Bristol-Myers said its growth portfolio delivered 12% year-over-year growth in Q1, with CAMZYOS and BREYANZI each annualizing at well over $1 billion and REBLOZYL now above $2 billion. Management also highlighted early traction for newer launches like OPDIVO Qvantig. The commentary points to improving momentum in the growth portfolio versus legacy franchise pressure.

Analysis

BMY is increasingly looking less like a single-asset patent cliff story and more like a self-funded portfolio transition: the market should start valuing the mix quality of the new launches rather than applying a blanket multiple discount to the legacy cash flows. The key second-order effect is that every incremental dollar of growth now has higher strategic value because it reduces dependence on the mature franchises while the commercial organization is already proving it can scale multiple launches simultaneously. That matters for sentiment because a diversified launch curve tends to compress perceived earnings volatility faster than top-line growth alone would imply.

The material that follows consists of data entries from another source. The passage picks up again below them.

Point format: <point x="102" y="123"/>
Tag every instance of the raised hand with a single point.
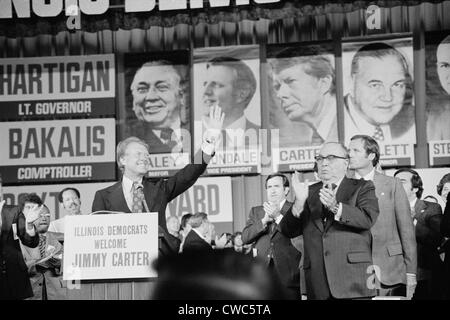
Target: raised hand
<point x="301" y="191"/>
<point x="328" y="197"/>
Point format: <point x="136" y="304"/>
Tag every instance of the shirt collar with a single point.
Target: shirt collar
<point x="363" y="126"/>
<point x="175" y="126"/>
<point x="367" y="177"/>
<point x="127" y="183"/>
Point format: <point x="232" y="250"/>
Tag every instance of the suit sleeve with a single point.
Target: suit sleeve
<point x="405" y="227"/>
<point x="98" y="204"/>
<point x="184" y="178"/>
<point x="292" y="226"/>
<point x="254" y="228"/>
<point x="430" y="234"/>
<point x="364" y="213"/>
<point x="25" y="238"/>
<point x="445" y="224"/>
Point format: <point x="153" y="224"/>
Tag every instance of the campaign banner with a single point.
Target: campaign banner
<point x="58" y="150"/>
<point x="49" y="195"/>
<point x="301" y="96"/>
<point x="212" y="195"/>
<point x="439" y="152"/>
<point x="229" y="77"/>
<point x="157" y="107"/>
<point x="295" y="159"/>
<point x="378" y="83"/>
<point x="437" y="51"/>
<point x="57" y="87"/>
<point x="112" y="246"/>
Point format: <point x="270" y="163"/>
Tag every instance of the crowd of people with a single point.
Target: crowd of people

The market’s likely miss is that the current growth assets are not just additive — they can re-rate the durability of the entire earnings base if management shows a clean handoff over the next 2-3 quarters. In pharma, investors typically wait for two things before paying up: evidence that launch momentum is broad-based, and proof that the legacy decline is manageable without large reinvestment spikes. If those conditions hold, BMY could move from a “show-me” multiple to a cash-generation multiple, which is a meaningful setup for several hundred basis points of rerating rather than just earnings upside. The main risk is timing: this is a 6-12 month story, not a days/weeks catalyst, and any hiccup in the newer launches would quickly revive the bear case that the pipeline is too fragmented to offset erosion. A softer-than-expected update on adoption, payer access, or gross-to-net could stall the re-rating even if headline growth remains positive. The asymmetry is that the downside from a launch miss is large because the market is currently paying for continuity, while the upside from continued execution is not fully reflected in valuation yet.